Palliative care is aimed at reducing the pain and increasing the comfort of people being treated for a serious illness, regardless of their prognosis. If you didn’t know that, you are not alone.
Studies have found that 70 percent of the U.S. public is unfamiliar with palliative care. Doctors also often are unaware of the spectrum of palliative care services. The 2013 Institute of Medicine report Delivering High-Quality Cancer Care: Charting a New Course for a System in Crisis notes that physicians often do not refer patients to palliative care until the last two months of life. Yet palliative care can be offered from the moment a patient begins cancer treatment.
Judith Redwing Keyssar, the director of the Palliative and End of Life Care Program at Jewish Family and Children’s Services of the San Francisco Bay Area, is on a mission to help people understand how palliative care can help prevent and treat cancer-related pain—whether a patient has a good or poor prognosis, a small tumor or metastatic disease, or is starting or ending active treatment. A nationally known speaker, Keyssar is also the author of Last Acts of Kindness, a book that explores attitudes about palliative care and end-of-life issues. Cancer Today spoke with Keyssar about using palliative care during cancer treatment.

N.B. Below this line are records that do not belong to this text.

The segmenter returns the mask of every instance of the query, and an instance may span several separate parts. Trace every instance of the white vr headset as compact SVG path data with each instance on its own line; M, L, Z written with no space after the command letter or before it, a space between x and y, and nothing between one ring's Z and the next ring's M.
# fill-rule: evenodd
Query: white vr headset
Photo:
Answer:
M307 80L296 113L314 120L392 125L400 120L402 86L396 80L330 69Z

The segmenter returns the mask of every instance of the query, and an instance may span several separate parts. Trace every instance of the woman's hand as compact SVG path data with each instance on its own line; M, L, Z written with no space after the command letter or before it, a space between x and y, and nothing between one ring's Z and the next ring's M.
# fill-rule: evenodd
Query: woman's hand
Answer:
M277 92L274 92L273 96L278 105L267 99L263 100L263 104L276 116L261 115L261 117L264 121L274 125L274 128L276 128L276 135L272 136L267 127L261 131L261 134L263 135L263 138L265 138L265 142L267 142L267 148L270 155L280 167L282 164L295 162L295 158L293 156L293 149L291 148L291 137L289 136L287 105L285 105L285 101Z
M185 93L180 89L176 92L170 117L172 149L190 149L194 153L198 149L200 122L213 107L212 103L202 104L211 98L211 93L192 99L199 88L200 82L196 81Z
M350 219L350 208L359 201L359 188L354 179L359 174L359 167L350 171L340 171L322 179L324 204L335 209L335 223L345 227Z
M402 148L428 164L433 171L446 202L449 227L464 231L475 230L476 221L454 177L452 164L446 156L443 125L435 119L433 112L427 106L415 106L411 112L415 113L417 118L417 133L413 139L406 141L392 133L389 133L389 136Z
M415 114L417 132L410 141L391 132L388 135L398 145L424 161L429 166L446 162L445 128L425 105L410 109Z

Q: How do you explain palliative care to patients and their families?
A: I prefer to describe palliative care as an extra layer of support that comes along with the care that patients are already receiving. Palliative care is about holistically addressing a patient’s needs and relieving suffering on every level—physical, emotional and spiritual. Services are provided by an interdisciplinary team that can include physicians, pharmacists, complementary health providers, social workers and religious advisers.
Q: What are some of the common misconceptions about palliative care?
A: Many people confuse palliative care with hospice care, which has a palliative care component, but is typically offered in the last six months of life. Patients think that if they agree to receive palliative care, their disease won’t be treated. And doctors are sometimes hesitant about referring patients because they can’t understand what palliative care can provide that they can’t. They also may believe that they are somehow giving up on the patient. I see it all the time: Palliative care services are suggested, and the oncologist says, “We don’t need that yet.”
Q: When should patients start thinking about and requesting palliative care?
A: Patients should be offered palliative care services as soon as they’re diagnosed. Most hospitals have a palliative care team, but these services are often offered only to inpatients. Also, although anyone can request palliative care, in many cases a physician must make a referral, and he or she may be reluctant to do so.
When a patient is expected to go into remission after treatment, a palliative care consult makes all the sense in the world, because it covers everything from pain control and psychological concerns to practical issues, such as housing and transportation needs. Patients need to understand that palliative care isn’t about giving up on treatment—it’s about helping them get through treatment.
Q: Could you describe a time when palliative care helped a cancer survivor?
A: One of my patients was diagnosed with breast cancer in 1991. Our palliative care group has helped her through her many treatments, surgeries and recurrences by finding alternative housing, helping with pain and symptom management and providing emotional and psychological support. The assistance we offered has allowed her to focus more on her treatment and recovery. She feels secure and supported, and she knows that she can depend on us if her cancer comes back.